German ZEW to flag rising concerns about near-term outlook; euro area IP to be broadly flat in January; French inflation revised up
With respect to the euro area data-flow, arguably of most interest today will the ZEW investor survey for March, which seems bound to tally with last week’s Sentix survey to suggest a marked deterioration in perceptions of the euro area economic outlook. Meanwhile, despite firm growth in Germany and France at the start of the year, in light of declines in Italy, Ireland and the Netherlands, euro area industrial production in January is likely to have seen little if any growth and hence remain close to the pre-pandemic level.
Ahead of Thursday’s final euro area inflation release, today’s equivalent French figures raised some expectations that the aggregate euro area figure could be revised higher still from the record-5.8%Y/Y reading in the flash estimate. The French HICP inflation rate for February was nudged up by 0.1ppt to 4.2%Y/Y, a jump of 0.9ppt from January and a series high. On the national measure, headline inflation was unchanged from the preliminary release, rising 0.7ppt to 3.6%Y/Y. This in part reflected higher energy inflation (up 0.7ppt to 5.6%Y/Y), but also a rebound in manufactured goods inflation (up 1.6ppts to 0.6%Y/Y) due to the timing of winter discounting. And with services inflation also ticking slightly higher (up 0.2ppt to 0.5%Y/Y), core inflation (on the national measure) jumped 0.9ppt to 2.5%Y/Y, the highest since May 1993.

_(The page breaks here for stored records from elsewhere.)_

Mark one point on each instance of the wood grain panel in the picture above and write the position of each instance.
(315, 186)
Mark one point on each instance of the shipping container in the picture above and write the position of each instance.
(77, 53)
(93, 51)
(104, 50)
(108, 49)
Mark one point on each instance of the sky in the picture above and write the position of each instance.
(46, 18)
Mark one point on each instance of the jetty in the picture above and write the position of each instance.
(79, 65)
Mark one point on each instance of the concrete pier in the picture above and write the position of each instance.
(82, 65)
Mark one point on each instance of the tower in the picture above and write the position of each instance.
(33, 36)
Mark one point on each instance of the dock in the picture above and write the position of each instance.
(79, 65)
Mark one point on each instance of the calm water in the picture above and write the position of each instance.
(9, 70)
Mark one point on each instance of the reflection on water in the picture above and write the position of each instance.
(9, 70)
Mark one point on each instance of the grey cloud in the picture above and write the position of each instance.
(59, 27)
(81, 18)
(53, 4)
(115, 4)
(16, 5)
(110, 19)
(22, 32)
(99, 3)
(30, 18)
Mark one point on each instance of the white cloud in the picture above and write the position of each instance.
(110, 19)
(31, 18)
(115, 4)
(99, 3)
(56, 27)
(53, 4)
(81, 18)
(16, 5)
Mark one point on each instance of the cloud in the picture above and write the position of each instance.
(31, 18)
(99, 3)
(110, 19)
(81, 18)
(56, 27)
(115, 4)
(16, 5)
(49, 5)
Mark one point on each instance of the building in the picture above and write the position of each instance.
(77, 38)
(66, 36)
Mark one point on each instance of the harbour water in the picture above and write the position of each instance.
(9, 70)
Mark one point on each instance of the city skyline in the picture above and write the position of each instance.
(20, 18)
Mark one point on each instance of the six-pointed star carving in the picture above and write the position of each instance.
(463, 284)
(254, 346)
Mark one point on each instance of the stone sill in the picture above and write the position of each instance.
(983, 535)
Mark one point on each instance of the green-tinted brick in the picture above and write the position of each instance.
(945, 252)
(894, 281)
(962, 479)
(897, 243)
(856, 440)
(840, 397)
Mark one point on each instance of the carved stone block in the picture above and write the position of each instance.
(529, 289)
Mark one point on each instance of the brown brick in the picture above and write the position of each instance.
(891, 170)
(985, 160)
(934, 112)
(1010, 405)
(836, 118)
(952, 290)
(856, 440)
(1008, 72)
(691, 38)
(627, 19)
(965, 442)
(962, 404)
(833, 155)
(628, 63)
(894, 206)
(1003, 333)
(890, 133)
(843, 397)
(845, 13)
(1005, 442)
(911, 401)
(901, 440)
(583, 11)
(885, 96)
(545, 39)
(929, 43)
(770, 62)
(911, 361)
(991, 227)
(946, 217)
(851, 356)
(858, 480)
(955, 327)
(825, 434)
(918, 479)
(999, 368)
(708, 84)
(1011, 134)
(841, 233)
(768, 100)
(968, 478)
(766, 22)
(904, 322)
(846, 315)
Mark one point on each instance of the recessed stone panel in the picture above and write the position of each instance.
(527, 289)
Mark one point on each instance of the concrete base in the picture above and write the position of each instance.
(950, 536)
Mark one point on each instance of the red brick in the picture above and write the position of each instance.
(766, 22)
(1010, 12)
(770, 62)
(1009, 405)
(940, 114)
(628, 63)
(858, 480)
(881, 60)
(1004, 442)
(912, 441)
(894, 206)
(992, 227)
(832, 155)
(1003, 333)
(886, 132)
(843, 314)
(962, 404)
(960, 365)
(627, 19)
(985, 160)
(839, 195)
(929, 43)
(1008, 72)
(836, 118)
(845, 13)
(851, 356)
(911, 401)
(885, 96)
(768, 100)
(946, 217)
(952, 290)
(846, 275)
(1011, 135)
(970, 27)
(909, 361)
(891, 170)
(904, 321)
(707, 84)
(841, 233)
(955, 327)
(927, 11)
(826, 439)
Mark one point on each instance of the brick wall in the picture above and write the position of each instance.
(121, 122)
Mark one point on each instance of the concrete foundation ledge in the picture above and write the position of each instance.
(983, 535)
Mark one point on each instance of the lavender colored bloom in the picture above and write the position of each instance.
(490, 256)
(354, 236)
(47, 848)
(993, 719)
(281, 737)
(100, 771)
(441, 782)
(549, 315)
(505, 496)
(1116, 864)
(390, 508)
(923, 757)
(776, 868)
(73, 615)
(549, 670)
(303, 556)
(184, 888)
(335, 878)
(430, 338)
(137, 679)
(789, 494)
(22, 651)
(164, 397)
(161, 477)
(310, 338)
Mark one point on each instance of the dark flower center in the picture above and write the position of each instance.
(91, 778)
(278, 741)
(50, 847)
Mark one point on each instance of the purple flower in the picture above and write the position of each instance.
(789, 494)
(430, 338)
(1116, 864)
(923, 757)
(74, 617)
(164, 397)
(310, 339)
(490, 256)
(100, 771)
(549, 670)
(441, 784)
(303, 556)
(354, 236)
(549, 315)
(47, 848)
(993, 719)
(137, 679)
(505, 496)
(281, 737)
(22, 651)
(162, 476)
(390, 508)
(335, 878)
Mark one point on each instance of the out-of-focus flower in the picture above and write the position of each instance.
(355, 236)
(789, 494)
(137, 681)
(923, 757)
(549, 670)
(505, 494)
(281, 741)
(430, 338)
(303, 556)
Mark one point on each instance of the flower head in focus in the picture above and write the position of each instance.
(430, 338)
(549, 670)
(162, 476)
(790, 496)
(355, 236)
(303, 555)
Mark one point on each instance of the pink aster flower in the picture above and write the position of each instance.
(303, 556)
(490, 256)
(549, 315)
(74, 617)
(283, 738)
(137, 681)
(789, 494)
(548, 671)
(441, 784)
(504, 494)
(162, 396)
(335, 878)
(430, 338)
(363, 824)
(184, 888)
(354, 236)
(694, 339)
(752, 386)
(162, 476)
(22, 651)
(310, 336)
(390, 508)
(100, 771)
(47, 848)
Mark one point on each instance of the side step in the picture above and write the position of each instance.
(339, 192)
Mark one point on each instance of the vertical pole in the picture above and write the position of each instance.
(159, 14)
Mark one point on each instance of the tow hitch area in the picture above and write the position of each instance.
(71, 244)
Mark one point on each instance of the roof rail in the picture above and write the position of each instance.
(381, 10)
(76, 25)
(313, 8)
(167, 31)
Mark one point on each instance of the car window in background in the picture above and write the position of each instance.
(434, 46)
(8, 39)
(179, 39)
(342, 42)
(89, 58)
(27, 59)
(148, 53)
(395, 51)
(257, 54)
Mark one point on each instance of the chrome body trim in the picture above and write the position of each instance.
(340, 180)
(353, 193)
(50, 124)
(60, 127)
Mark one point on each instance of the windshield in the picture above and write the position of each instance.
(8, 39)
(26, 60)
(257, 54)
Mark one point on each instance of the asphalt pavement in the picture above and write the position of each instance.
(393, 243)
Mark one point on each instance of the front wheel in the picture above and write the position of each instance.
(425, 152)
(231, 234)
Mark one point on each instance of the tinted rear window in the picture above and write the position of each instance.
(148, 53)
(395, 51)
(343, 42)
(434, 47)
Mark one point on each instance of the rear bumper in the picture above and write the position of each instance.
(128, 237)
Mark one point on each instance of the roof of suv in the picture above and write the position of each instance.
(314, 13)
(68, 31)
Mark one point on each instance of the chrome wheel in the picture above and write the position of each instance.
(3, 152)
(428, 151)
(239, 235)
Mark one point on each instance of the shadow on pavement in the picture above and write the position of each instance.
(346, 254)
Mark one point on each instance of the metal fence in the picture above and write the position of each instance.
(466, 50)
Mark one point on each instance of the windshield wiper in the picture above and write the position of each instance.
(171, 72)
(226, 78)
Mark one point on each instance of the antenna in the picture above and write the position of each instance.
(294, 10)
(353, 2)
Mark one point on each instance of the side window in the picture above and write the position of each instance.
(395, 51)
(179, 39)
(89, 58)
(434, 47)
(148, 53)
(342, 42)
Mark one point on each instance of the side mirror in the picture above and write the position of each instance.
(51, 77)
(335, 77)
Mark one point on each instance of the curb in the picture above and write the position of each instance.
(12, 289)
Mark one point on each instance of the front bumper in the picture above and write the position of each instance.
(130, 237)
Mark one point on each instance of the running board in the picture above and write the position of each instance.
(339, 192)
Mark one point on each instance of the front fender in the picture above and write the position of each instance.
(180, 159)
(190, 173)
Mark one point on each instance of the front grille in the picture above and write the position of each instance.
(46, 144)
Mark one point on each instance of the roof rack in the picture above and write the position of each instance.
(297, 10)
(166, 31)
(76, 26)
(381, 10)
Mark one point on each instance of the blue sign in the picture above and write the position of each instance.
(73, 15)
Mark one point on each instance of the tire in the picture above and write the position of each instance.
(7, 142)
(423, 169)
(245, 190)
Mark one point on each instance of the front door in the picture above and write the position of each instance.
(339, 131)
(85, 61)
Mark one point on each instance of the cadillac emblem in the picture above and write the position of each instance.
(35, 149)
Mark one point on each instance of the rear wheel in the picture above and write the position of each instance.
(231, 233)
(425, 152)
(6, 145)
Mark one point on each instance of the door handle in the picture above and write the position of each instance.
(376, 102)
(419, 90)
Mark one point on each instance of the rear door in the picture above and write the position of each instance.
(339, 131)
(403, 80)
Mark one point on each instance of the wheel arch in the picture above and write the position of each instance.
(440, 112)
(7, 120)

Beyond the economic data, ECB President Lagarde is scheduled to give a speech this afternoon in Berlin, which will be watched for any further insight to last week’s hawkish Governing Council decision.
US PPI numbers to come as the Fed’s two-day policy meeting kicks off
As the latest FOMC meeting gets underway today we will also see the release of February PPI numbers. Reflecting higher energy prices, as well as other supply-related price pressures, Daiwa America’s Mike Moran expects producer prices to rise a further 0.8%M/M, bang in line with the average increase over the past twelve months, to leave annual inflation last month close to 10%Y/Y.